Electric Vehicles Grant Scheme

The Sustainable Energy Authority Ireland provides a grant for plug in hybrid and battery powered electric vehicles. The maximum amount is €5,000 and the rate chnages according to the price of the vehicle. The rate of the vechicle should be higher than €14,000 to be eligible for the grant. The dealer will apply for the grant and the grant amount will be deducted from the total amount. The grant amount will be reduced from €5,000 to €2,500 for plug in hybrid vehicles while the amount stays the same for battery powered electric vehicles.

Trade-ins

The trading of your old car will bring down the cost of the new one. A proper research and discussion is necassary to find out the best price for your old vehicle. Taking an expert or a mechanic with you will be very effective in knowing the exact worth of your car.

Registration and Tax

There are many legal issues while you import or buy a car in Ireland. All new vehicles must pay a Vehicle Registration Tax (VRT) and must be registered with Revenue.

Vehicle Registration Tax will be paid by the dealer itself if you buy a new vehicle. Thus the total amount paid to the dealer will include the VRT too. VAT is also charged for most products. When the VRT is paid and car is registered you will get the receipt of VRT paid and the registration number of the car and an RF100 form too.

Cross check the VRT receipt and RF100 form as it will be useful in the future at the motor tax office.

Registering without dealer needs an appointment at the National Car Testing Service Centre (NCTS) through online or over the phone. Buying a car directly from the dealer will not come under this. The procedure includes booking an appointment for vehicle testing and registering the vehicle within 30 days.

Tax reliefs and exemptions from VRT could be found in the Revenue’s website you claim claim tax reliefs under Disabled Drivers and Disabled passengers scheme.

Registration plates should be provided to you if you are buying a car directly from the dealer. The plates must be displayed on the car within three days from the date of registration. The dealer must provide you the vehicle with the registration plates fixed.

If you are registering the vehicle without the help of a dealer, Revenue will give you the registration number and Irish number plates can be bought at the NCT center on the day of inspection. Driving and unregistered vehicle is an offence in Ireland.

Vehicle Registration Certificate will be issued after registration by the Department of Transport. This will be available for you after you apply for paying the motor tax to your local motor tax office.

Motor Tax

Motor Tax as issued by the government should be paid to make your vehicle status legal. You can pay tax through post, in person at motor tax office and online at motortax.ie

The tax amount may vary for different vehicles. For new vehicles, the emission rate of CO2 determines the tax amount. The RT100 form should be submitted while paying the tax. You must also carry

  • RT100 form to prove your ownership
  • Vehicle registration number
  • Vehicle insurance details
  • Payment details
  • Personal identification i,e. last characters of the vehicle’s chassis number.

Motor Insurance

Motor Insurance must be taken to drive your vehicle legally and it should be displayed on the windscreen. Driving without paying insurance is an offence and you will be heavily fined.
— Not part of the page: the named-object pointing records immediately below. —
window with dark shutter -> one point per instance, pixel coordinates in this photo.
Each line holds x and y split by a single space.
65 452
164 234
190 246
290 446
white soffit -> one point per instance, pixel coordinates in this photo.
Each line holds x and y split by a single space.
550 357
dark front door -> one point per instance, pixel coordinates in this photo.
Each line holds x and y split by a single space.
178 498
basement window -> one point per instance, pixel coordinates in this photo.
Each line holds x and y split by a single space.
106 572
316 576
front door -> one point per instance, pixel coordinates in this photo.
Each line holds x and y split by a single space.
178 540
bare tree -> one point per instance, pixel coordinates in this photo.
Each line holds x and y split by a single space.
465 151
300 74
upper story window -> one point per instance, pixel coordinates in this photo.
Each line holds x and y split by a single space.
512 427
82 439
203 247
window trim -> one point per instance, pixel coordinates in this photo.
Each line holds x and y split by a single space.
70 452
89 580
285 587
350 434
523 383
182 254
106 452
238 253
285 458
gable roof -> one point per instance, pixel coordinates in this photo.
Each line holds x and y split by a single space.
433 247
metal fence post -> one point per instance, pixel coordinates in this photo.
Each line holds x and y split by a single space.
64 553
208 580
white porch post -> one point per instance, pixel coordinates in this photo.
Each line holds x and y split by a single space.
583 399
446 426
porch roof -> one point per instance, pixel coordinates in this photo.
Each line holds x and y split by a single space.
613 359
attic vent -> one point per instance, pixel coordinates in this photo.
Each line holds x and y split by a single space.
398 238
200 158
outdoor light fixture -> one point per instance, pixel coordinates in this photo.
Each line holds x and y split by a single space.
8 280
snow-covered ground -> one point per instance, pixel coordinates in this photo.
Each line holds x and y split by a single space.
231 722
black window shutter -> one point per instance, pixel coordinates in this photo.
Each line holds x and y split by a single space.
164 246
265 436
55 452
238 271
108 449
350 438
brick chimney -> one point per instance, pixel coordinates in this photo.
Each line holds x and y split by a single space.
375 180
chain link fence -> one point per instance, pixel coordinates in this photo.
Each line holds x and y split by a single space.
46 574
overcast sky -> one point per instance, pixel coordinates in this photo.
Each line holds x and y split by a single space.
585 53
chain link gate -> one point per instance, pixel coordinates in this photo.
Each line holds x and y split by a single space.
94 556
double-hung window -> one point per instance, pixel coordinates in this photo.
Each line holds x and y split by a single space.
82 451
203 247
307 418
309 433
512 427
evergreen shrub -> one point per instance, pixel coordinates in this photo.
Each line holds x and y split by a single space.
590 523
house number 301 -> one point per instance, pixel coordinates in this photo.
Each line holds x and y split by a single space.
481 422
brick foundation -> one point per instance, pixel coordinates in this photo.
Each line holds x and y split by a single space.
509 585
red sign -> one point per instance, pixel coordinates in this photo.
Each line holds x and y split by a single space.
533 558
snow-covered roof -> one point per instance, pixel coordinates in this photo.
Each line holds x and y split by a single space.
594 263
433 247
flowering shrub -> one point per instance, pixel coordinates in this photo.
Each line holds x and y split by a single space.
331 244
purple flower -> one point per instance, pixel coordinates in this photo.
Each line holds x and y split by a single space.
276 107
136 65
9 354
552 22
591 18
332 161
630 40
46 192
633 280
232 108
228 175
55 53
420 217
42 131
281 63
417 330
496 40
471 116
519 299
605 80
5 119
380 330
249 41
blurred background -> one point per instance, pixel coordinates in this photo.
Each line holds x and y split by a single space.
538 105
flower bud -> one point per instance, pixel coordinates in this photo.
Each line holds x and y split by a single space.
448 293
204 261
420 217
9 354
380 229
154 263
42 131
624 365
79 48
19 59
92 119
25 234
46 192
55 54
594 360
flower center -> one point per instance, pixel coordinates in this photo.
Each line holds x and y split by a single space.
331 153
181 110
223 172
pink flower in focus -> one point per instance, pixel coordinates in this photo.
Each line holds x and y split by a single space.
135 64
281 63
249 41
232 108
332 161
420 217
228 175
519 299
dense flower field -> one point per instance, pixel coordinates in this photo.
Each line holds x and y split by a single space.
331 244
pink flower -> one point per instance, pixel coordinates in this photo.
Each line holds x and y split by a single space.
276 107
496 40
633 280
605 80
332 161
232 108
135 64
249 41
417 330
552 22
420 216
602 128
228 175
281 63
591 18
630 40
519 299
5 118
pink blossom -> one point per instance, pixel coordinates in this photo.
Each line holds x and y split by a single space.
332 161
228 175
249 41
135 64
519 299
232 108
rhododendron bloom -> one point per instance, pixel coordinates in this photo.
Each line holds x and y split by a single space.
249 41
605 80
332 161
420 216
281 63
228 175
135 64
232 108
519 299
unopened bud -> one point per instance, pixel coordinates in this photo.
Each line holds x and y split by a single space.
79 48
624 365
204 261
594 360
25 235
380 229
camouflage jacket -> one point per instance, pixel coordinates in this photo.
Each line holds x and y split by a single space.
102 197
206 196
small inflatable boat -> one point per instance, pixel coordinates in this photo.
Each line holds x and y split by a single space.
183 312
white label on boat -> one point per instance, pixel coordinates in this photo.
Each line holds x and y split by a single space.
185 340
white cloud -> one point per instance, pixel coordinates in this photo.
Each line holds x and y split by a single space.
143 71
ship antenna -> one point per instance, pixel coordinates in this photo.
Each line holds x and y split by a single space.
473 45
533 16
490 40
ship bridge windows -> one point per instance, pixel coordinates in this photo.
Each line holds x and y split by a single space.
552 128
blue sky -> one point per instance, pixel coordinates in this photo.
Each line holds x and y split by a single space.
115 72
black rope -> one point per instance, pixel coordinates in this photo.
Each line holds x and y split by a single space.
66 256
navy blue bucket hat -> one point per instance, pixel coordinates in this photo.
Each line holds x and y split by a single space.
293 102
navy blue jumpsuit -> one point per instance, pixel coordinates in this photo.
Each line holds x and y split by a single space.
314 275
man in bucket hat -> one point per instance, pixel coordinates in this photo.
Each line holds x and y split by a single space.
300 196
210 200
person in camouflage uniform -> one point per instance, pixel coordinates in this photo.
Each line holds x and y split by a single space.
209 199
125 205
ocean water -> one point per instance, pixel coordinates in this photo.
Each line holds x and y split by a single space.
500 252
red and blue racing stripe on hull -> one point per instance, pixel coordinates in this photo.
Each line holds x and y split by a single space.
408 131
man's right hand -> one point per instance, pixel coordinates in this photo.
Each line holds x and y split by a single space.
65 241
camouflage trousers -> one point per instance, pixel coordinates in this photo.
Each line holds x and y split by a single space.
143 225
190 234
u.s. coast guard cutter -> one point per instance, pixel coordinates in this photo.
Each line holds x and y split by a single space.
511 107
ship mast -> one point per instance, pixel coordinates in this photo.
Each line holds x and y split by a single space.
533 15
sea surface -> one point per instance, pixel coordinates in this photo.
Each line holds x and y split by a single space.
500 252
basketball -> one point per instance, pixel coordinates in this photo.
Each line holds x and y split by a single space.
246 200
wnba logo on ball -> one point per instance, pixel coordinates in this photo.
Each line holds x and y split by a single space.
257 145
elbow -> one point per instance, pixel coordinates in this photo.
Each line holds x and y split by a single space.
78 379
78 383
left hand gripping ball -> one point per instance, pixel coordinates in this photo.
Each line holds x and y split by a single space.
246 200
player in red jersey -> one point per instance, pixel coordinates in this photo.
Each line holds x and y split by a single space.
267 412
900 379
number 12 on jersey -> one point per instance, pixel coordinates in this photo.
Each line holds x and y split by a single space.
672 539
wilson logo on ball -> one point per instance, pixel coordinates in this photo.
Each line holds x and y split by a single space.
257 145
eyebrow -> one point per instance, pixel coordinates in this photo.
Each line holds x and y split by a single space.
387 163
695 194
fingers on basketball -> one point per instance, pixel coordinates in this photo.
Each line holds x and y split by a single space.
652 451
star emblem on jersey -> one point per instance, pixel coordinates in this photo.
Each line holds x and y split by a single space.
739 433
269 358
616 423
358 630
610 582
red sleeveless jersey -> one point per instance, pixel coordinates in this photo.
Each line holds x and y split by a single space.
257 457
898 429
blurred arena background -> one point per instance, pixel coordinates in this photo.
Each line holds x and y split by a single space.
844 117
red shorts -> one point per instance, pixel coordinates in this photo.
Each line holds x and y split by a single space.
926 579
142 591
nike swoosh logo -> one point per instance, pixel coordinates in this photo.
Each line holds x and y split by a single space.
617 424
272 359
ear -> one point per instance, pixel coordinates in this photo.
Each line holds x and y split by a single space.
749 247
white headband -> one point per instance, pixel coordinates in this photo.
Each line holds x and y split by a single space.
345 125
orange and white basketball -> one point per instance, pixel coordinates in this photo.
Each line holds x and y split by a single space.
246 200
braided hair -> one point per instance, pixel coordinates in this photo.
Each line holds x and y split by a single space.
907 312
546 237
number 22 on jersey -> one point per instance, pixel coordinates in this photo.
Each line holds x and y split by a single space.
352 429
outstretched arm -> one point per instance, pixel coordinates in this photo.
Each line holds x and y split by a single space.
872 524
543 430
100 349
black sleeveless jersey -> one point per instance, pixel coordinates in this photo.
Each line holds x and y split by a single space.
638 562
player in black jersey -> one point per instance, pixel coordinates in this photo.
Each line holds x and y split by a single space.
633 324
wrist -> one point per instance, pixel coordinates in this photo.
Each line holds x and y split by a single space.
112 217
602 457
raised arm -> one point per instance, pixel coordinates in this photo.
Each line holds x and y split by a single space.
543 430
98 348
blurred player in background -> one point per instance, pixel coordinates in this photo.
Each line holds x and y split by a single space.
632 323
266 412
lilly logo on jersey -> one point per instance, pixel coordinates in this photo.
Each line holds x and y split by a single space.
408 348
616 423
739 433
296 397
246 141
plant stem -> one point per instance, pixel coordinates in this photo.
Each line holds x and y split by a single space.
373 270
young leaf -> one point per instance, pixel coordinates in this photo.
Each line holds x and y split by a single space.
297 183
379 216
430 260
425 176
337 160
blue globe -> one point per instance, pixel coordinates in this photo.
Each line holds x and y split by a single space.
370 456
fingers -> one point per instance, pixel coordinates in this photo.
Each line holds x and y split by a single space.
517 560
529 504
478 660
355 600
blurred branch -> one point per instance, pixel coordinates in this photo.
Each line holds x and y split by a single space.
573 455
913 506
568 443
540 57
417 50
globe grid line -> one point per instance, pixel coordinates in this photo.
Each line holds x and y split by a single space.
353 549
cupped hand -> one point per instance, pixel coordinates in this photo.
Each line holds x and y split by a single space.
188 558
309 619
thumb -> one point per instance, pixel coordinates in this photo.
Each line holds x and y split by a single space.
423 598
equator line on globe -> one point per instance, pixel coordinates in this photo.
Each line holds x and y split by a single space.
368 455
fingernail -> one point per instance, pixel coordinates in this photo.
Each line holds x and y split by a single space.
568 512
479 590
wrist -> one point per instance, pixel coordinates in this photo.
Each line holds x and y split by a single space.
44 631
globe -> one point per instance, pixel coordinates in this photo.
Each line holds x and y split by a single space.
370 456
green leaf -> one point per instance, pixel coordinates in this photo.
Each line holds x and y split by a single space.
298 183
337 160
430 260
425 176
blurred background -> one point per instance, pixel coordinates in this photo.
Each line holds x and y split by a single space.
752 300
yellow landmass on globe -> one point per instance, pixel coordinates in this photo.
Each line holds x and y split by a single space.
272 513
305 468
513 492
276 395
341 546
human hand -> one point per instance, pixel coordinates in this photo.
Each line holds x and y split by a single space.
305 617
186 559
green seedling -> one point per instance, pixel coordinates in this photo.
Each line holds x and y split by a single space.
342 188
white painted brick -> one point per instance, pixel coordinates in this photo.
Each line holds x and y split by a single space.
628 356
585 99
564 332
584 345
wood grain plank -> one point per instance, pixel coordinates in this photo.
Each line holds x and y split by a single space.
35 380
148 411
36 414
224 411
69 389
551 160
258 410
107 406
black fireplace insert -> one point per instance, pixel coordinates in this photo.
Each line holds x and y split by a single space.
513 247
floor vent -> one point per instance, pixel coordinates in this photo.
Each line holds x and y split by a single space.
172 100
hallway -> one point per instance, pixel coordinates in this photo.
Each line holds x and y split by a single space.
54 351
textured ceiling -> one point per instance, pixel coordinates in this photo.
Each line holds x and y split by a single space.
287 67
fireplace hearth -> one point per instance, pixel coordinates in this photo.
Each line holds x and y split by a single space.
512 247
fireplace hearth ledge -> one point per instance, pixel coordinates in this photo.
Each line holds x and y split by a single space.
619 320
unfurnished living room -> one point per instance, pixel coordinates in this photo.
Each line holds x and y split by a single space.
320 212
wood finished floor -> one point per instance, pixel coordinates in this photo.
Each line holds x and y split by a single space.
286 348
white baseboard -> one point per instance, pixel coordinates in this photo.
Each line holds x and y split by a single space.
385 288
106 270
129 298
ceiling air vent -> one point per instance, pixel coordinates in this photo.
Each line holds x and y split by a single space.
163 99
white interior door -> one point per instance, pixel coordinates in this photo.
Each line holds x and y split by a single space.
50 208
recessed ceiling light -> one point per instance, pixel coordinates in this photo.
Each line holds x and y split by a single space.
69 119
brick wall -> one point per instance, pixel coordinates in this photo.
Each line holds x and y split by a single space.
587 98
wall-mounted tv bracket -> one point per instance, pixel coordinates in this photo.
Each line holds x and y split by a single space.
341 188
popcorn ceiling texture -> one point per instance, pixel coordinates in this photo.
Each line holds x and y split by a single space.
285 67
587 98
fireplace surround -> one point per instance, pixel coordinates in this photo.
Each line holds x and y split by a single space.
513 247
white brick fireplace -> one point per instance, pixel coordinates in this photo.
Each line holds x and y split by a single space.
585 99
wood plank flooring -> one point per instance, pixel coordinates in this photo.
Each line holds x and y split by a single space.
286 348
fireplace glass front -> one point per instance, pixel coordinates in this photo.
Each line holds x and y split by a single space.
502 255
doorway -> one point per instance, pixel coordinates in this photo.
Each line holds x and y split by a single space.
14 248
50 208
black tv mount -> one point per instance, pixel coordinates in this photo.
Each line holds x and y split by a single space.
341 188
Your license could be suspended too.

Vehicle Labelling

A new color coded labelling system is used for new cars to understand the CO2 emissions rate and it should also be displayed on the vehicle. First section shows te emission band of the vehicle, second section shows the amount of fuel used by the vehicle after running 18,000 km, annual motor tax and rate of VRT. Other sections shows information like the make company, engine capacity and fuel type.

Complaints

If the vehicle has any complaints or faults, you can ask the dealer to fix or repair it. If the dealer turned down your needs, you can file a complaint to the CCPC. You can file the complaint directly at the office or through thier website http://www.ccpc.ie

You can file a complaint against your dealer, repairers and wholesalers at the Society of the Irish Motor Industry (SIMI). Your issue will be resolved by the consumer complaints mediation service.